Hi everyone! I'm new to the forum and looking for advice and support. Lovely to read all your posts.
Me and Hubby are 28 and been TTC for 7 years. Decided to adopt 6 months ago and been preparing ourselves.
Really excited as we officially sent off our forms of interest to LA and an agency last week. Cant wait to hear back!
Wonderer ed if there is anyone else in Wiltshire or using CCS?
Thanks everyone xx


----------



## Mumanddad (Apr 6, 2014)

Hey didn't want to read and run, congratulations on making the decision to adopt I hope you have a wonderful adoption journey. 
Big hugs Becky x x


----------



## Nicola30 (Jun 13, 2011)

Welcome to planet adoption!
You'll find answers to all of your questions somewhere on here, there are some good threads already started you might find useful, especially for those just starting the journey.

Wishing you much luck X


----------



## Mrsm291 (Jul 20, 2015)

Hi Ashtoreth,
Congratulations on your decision - exciting times ahead for you!
I am actually based in Wiltshire!
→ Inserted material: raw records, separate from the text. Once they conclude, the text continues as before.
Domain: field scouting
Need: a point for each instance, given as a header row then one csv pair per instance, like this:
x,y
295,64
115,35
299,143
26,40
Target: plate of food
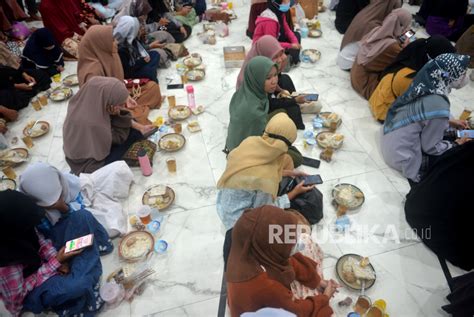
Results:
x,y
35,129
136,246
71,80
172,142
179,113
315,33
13,157
159,196
329,139
355,272
60,94
195,74
330,117
7,183
348,195
310,56
193,60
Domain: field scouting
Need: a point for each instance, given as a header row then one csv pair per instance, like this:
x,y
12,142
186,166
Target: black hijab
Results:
x,y
18,239
279,14
418,53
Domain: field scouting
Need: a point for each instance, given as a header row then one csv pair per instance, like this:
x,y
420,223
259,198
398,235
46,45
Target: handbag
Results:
x,y
309,204
131,156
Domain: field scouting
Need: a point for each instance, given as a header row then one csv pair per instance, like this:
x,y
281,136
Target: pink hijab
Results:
x,y
267,46
381,37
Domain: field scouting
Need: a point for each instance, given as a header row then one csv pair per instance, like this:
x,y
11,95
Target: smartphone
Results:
x,y
175,86
312,180
311,97
150,133
311,162
465,134
79,243
408,35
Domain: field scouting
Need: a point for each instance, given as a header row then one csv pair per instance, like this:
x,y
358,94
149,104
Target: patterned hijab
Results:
x,y
435,78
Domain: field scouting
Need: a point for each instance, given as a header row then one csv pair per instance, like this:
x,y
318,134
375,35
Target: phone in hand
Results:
x,y
465,134
408,35
79,243
312,180
150,133
311,97
311,162
175,86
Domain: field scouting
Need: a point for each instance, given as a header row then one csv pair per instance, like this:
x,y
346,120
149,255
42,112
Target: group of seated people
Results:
x,y
133,45
407,85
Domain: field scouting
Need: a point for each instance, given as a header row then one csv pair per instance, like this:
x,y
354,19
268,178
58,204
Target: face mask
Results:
x,y
284,7
461,82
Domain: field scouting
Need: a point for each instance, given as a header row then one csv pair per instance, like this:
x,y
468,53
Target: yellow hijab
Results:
x,y
258,162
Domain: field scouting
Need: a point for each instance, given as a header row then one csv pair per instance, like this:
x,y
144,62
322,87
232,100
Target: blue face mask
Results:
x,y
284,7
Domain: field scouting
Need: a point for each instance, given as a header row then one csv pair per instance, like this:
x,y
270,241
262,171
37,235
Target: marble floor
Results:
x,y
188,279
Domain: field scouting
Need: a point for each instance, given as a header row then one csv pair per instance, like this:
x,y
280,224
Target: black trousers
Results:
x,y
30,5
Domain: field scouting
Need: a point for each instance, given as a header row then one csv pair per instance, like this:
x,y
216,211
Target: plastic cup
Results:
x,y
111,293
171,164
144,213
304,32
161,246
362,305
43,100
178,128
172,101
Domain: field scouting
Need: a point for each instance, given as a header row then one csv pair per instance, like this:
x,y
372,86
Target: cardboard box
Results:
x,y
310,8
234,56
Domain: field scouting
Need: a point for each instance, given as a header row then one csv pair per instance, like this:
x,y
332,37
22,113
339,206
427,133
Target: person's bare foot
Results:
x,y
9,114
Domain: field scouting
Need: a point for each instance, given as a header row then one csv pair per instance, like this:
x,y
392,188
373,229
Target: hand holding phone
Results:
x,y
311,97
79,243
313,180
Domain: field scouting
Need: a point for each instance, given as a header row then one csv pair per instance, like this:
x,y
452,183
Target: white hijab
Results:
x,y
46,184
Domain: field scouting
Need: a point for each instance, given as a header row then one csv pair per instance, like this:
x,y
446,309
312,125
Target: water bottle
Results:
x,y
191,100
144,162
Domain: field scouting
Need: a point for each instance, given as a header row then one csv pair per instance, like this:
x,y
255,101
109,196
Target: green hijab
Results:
x,y
249,106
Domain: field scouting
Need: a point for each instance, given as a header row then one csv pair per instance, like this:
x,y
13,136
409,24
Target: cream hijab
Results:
x,y
381,37
258,162
87,129
98,55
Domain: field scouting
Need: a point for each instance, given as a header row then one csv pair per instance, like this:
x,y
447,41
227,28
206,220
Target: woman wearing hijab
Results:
x,y
346,10
10,12
379,49
164,20
448,18
249,105
273,22
398,76
99,57
136,61
465,45
42,52
18,85
414,129
255,169
436,208
34,276
98,129
261,269
62,193
364,22
269,47
63,18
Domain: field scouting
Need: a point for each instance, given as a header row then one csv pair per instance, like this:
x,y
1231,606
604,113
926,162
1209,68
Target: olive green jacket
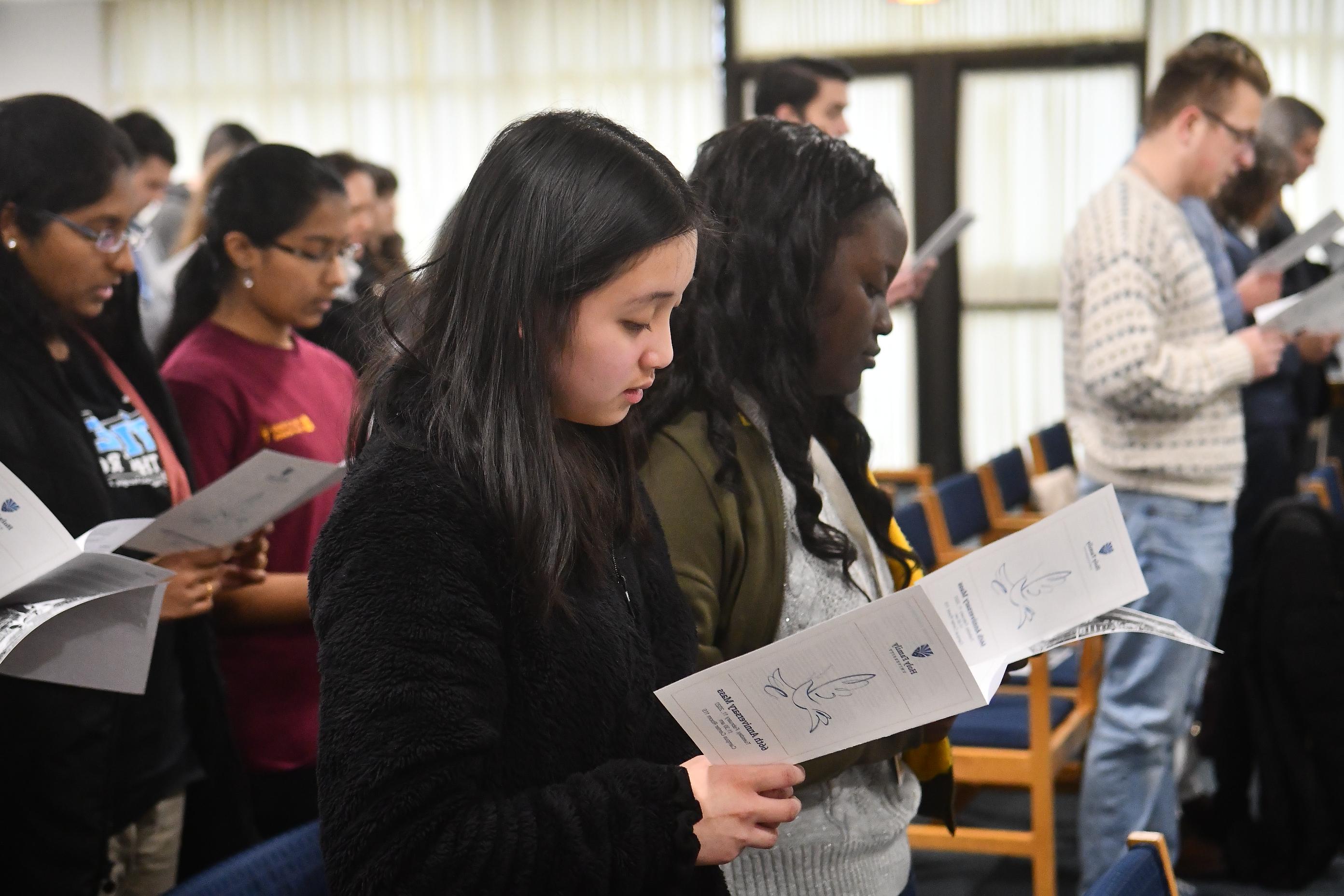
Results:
x,y
729,555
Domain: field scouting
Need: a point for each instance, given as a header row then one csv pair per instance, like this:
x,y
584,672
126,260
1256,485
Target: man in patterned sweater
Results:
x,y
1154,395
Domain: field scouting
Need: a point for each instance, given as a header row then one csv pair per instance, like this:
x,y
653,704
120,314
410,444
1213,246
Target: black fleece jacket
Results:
x,y
470,747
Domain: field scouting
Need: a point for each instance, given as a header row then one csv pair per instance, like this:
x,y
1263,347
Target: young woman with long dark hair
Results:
x,y
492,594
245,380
104,792
760,472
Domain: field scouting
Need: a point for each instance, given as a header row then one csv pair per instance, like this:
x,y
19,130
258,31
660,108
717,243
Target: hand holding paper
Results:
x,y
933,651
944,238
1293,250
76,613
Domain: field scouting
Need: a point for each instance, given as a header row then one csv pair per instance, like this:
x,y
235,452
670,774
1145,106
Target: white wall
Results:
x,y
53,46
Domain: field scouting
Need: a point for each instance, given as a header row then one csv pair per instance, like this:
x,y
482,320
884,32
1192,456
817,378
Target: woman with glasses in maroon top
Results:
x,y
105,792
268,264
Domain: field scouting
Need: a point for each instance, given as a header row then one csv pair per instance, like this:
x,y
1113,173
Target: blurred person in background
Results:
x,y
343,330
1296,126
269,263
816,92
105,793
152,182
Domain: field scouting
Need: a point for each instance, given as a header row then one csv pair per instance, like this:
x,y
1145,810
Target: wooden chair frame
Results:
x,y
1159,843
918,476
1316,490
1000,522
1036,769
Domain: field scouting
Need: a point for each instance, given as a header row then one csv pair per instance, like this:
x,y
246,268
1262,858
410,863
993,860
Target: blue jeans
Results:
x,y
1151,686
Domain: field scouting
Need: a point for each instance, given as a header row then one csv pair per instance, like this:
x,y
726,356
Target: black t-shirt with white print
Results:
x,y
152,757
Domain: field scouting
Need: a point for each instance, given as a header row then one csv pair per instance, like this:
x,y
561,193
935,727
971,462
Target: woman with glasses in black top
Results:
x,y
100,782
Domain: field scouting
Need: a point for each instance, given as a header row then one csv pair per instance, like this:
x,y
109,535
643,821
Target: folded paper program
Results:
x,y
933,651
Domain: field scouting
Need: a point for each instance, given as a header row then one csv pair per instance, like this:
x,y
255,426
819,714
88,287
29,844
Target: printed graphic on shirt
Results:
x,y
272,433
127,449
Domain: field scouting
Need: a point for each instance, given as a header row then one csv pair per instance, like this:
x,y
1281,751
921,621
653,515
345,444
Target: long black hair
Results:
x,y
263,194
784,195
561,203
57,155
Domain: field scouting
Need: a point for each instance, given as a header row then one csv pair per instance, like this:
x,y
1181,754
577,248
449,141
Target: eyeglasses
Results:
x,y
105,241
1244,138
346,253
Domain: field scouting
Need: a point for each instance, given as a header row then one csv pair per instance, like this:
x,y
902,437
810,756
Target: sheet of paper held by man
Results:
x,y
933,651
945,237
1295,249
260,491
69,617
1319,309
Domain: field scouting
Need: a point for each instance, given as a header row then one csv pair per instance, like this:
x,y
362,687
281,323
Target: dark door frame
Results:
x,y
936,81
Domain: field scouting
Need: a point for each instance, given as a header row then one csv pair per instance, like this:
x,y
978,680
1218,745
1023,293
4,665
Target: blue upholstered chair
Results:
x,y
285,866
1051,449
1144,871
1023,739
961,519
1007,490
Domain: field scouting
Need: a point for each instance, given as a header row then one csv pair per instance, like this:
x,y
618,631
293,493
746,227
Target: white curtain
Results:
x,y
1033,148
769,28
881,117
1303,46
421,86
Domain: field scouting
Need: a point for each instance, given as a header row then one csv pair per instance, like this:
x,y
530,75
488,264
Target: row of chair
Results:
x,y
1030,735
1024,738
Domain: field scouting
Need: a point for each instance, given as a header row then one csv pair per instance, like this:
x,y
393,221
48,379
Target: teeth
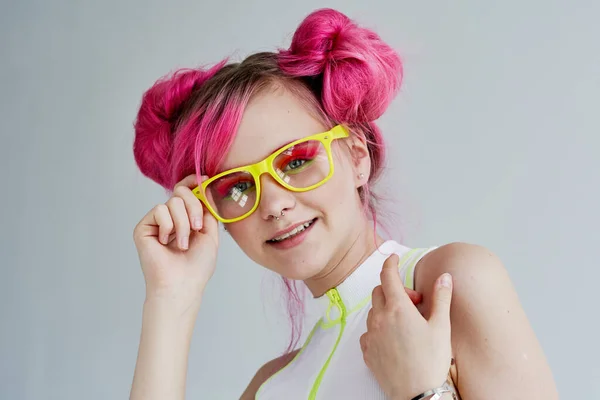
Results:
x,y
293,232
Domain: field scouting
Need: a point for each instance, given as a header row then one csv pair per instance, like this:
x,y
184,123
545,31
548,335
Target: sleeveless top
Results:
x,y
330,364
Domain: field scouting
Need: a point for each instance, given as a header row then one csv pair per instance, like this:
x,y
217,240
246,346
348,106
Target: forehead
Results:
x,y
271,119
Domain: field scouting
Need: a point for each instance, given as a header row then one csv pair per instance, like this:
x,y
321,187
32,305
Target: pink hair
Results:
x,y
344,73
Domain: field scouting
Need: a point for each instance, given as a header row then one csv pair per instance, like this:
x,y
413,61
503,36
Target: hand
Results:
x,y
407,354
177,257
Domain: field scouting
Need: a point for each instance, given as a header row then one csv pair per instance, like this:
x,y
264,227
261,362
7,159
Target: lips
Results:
x,y
291,231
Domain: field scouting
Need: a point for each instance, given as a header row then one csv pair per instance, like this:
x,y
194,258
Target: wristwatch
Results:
x,y
437,393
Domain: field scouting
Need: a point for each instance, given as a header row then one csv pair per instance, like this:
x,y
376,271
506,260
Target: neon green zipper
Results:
x,y
334,299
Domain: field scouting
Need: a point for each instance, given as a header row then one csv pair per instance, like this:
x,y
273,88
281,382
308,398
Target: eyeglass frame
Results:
x,y
266,167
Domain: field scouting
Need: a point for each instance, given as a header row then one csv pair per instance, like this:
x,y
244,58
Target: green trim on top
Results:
x,y
334,296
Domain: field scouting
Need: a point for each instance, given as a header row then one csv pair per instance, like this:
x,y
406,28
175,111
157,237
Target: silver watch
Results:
x,y
437,393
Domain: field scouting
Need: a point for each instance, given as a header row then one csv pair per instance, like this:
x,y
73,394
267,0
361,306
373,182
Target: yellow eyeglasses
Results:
x,y
300,166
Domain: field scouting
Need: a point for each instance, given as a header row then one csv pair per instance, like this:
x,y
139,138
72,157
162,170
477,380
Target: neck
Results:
x,y
360,246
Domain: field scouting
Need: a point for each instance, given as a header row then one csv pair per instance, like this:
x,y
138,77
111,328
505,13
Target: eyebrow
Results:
x,y
268,154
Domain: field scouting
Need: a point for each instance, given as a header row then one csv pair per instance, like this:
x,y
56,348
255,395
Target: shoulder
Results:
x,y
464,261
265,372
494,345
478,274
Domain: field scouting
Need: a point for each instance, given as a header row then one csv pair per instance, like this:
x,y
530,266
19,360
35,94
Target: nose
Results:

And we did look at using CCS, everyone there seemed really lovely. We were really torn between them and another VA. However, CCS gave us the training dates that they next had available if we were to go ahead with them and they were months away! We were far too impatient to wait so we went with the other agency. We were approved at the beginning of November having started the process in April, and we are now linked with a sibling group. 
x


----------



## Darmum (Nov 24, 2015)

Hi Ashtoreth, 
I'm in South West and have attended CCS's info day. I know someone who adopted a sibling group from CCS and according to them, the training sessions and after care provided to them are excellent! All the staff I met at the initial meeting and info day were really friendly and efficient, too. 
We decided to go with our LA at the end for a geographical reason and also we wanted to go for FtA route, but I'm sure that CCS would've been excellent. Have you made the decision yet?

We had initial home visit by LA SW in November, submitted our ROI just before Christmas and are now sorting out timings for stage one. 
All very exciting! Let's enjoy the process! 


Hi Mrsm291,
Congratulations on your linking, that sounds very quick! I hope we can meet our own LOs soon, too!


----------



## Mrsm291 (Jul 20, 2015)

Hi Darmum,
Yes we were shocked at how quickly we were linked. We had a visit from the childrens social worker and family finder last week and now have a matching information meeting with a load of people (including their foster carers) for the end of February. Scary! Still early days we know but we're feeling very hopeful. 

Good luck with your process - and do enjoy it. I really enjoyed both stage 1 and stage 2. 

All the best. x


----------